By: Dustin Nguyen (story & art), Derek Fridolfs (story)

The Story: Christmas in May.  Who am I, Laura Ingalls Wilder in The Long Winter?

The Review: Of course, I’m all for complex storytelling with deep, meaningful themes, but I think the world can also use more stories that are just purely for fun, without having to rely on vulgarity or meanness to get there.  Having just read an issue from another Batman title that for some reason felt that it couldn’t deliver laughs without being offensive, I have to say that just plain silliness is a rare and wonderful virtue in humor.

Which is why I’m very glad to see Li’l Gotham as part of DC’s main publishing line, rather than a kiddie imprint.  I like the statement it makes, that everyone, grown-ups and kids, can appreciate a little more innocence in their comics.  The idea of Gotham as a city doomed to perpetual fear and chaos is admittedly thought-provoking—but it’s also an incredibly grim outlook on things.  At some point, don’t you secretly hope that Gotham can finally see a brighter day?

It looks like only li’l Gotham will get that pleasure.  Perhaps the most important difference between it and its regular-sized counterpart is that the villains here are mischievous and misguided, but also sort of well-intentioned.  There’s not a speck of evil in their hearts or their actions, which explains why li’l Batman can afford to show such compassion and good humor to them.  In this world, Batman is more a responsible babysitter than vigilante, kindly and firmly shutting down the troubles caused by his rambunctious charges.

Batman and Nightwing’s confrontation with Mr. Freeze is the perfect example.  In his desire to protect a group of orphans from the harshness of the city, Freeze becomes their “captor” (a term best used loosely in this case, since he basically keeps the children in a snow-globe full of icy toys and playthings, plenty of popcorn, and a backdoor slide).  Though our heroes are obliged to take him in, they actually join with the orphans in singing carols up to Freeze’s cell.  It may be the first time ever that Mr.
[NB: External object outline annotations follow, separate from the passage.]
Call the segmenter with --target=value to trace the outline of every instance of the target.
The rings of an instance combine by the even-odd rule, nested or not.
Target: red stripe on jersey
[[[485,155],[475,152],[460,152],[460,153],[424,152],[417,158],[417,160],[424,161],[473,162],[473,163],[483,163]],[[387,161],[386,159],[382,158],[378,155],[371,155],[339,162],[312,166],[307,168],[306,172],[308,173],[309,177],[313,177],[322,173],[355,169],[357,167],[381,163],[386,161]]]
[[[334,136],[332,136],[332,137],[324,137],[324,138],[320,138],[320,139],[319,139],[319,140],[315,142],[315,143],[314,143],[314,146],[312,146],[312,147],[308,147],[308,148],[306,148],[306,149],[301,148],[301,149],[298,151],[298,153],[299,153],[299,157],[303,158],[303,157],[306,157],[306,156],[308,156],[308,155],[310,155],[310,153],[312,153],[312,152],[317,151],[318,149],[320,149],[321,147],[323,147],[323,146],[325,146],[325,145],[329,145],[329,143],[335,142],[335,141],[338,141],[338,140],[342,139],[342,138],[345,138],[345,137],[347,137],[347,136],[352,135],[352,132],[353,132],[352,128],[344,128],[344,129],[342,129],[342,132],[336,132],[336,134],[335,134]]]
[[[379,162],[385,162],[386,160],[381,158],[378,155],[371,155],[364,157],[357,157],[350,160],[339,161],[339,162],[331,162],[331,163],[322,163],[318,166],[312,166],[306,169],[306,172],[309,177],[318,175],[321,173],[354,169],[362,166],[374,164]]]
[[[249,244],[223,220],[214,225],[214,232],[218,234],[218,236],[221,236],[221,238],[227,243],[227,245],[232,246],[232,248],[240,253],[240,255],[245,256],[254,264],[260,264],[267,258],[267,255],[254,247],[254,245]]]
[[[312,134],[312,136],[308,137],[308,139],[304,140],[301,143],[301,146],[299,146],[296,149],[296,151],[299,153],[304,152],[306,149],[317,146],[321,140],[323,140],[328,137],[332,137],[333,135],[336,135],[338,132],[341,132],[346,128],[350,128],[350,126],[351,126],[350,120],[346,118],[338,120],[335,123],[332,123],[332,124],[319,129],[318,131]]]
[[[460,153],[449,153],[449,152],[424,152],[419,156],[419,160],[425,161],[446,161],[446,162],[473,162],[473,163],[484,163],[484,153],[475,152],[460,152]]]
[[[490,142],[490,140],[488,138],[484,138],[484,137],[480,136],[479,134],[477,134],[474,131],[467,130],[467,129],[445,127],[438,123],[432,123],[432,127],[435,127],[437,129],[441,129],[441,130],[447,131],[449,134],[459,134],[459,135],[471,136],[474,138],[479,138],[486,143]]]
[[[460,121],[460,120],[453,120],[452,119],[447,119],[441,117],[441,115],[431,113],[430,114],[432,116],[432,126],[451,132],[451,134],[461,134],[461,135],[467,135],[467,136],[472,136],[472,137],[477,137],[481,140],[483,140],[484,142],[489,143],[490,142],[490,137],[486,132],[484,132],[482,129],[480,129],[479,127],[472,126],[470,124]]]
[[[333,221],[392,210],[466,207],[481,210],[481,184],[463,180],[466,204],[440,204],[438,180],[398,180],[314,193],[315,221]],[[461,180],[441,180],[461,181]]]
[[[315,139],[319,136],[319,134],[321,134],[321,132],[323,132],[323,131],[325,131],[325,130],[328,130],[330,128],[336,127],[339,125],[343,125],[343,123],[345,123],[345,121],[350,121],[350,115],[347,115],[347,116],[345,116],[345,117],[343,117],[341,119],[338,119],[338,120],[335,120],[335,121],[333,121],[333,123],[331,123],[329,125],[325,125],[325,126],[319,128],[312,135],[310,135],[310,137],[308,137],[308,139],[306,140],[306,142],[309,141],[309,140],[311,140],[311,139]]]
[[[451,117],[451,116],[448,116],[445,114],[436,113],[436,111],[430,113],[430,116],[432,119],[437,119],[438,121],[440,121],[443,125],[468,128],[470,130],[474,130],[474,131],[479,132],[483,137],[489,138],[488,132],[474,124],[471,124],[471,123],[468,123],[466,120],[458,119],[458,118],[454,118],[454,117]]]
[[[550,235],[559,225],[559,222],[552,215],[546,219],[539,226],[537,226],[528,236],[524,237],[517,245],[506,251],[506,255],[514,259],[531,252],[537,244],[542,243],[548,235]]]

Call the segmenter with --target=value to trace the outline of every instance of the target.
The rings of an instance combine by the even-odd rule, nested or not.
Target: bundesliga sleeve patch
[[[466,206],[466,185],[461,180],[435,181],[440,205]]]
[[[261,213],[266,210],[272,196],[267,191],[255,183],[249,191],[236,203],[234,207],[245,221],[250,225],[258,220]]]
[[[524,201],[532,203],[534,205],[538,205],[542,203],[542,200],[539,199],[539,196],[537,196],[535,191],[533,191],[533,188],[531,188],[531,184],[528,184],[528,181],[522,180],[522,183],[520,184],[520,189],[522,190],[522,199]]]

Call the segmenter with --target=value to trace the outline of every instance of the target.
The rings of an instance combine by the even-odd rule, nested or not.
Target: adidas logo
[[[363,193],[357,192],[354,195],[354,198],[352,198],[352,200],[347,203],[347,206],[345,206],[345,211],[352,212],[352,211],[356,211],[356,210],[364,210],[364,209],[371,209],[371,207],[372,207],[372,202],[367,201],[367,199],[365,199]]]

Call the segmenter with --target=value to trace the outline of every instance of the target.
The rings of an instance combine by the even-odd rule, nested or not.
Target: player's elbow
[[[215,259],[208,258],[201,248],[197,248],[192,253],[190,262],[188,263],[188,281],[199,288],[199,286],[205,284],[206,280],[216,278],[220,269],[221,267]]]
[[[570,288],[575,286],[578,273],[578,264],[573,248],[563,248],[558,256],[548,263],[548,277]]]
Freeze gets a happy ending.

Even where li’l Gotham’s villains engage in some out-and-out crime, their motivations are so elementary that it’s impossible to hold it against them.  As Catwoman, Poison Ivy, and Harley Quinn consider their next move on their New Year’s Eve on the town, Ivy suggests, with a crazed grin: “I saw we break into the downtown Gotham Atrium, take out all the guards, force our way past the caretakers and maintenance personnel…and then…we water all the plants!

Besides the environment, our sirens justify their mischief for the sake of toyless children, sad-eyed animals, love (Harley, explaining whom they’re robbing: “That stoopid ruined my cupid.  Wrecked my Valentine’s date with my puddin’.”), and candy (Ivy, drooling in the bakery they’re about to burgle: “I love their gluten-free triple vanilla fudge cupcakes!”).  Ultimately, it defeats Catwoman’s resolution to turn over a new leaf, but it gives her a pretty dang fun night, one that makes li’l villainy seem very attractive.

Speaking of attractive, the biggest selling point of this series is, of course, Nguyen’s art.  It’s not just adorable, which it absolutely, definitely, totally is (the sirens dancing on the back of a pink elephant that’s walking cheerfully across a tightrope—how can you hate that?).  It’s also functional and full of individual personality for all the characters.  Even though they all operate on the same sweetly innocent framework, their body language and expressions show that even here, they’re all very different people.

Conclusion: More story-driven than ever, this series is starting to find the right balance between cute and consequential.  Even if it weren’t, the silly gags and Nguyen’s irresistibly charming art is worth the price of admission alone.

Grade: A-

– Minhquan Nguyen

Some Musings: – Of all of Nightwing’s proposed occupations for Mr. Freeze, I like Zamboni driver the best—mostly because of how fun it is just to say, “Zamboni.”  Polar bear wrangler and ice-cream truck man are pretty close seconds, though.

– I have no idea what a deer couple and a family of bunnies are doing outside of Arkham Asylum, but I’m glad they’re there anyway.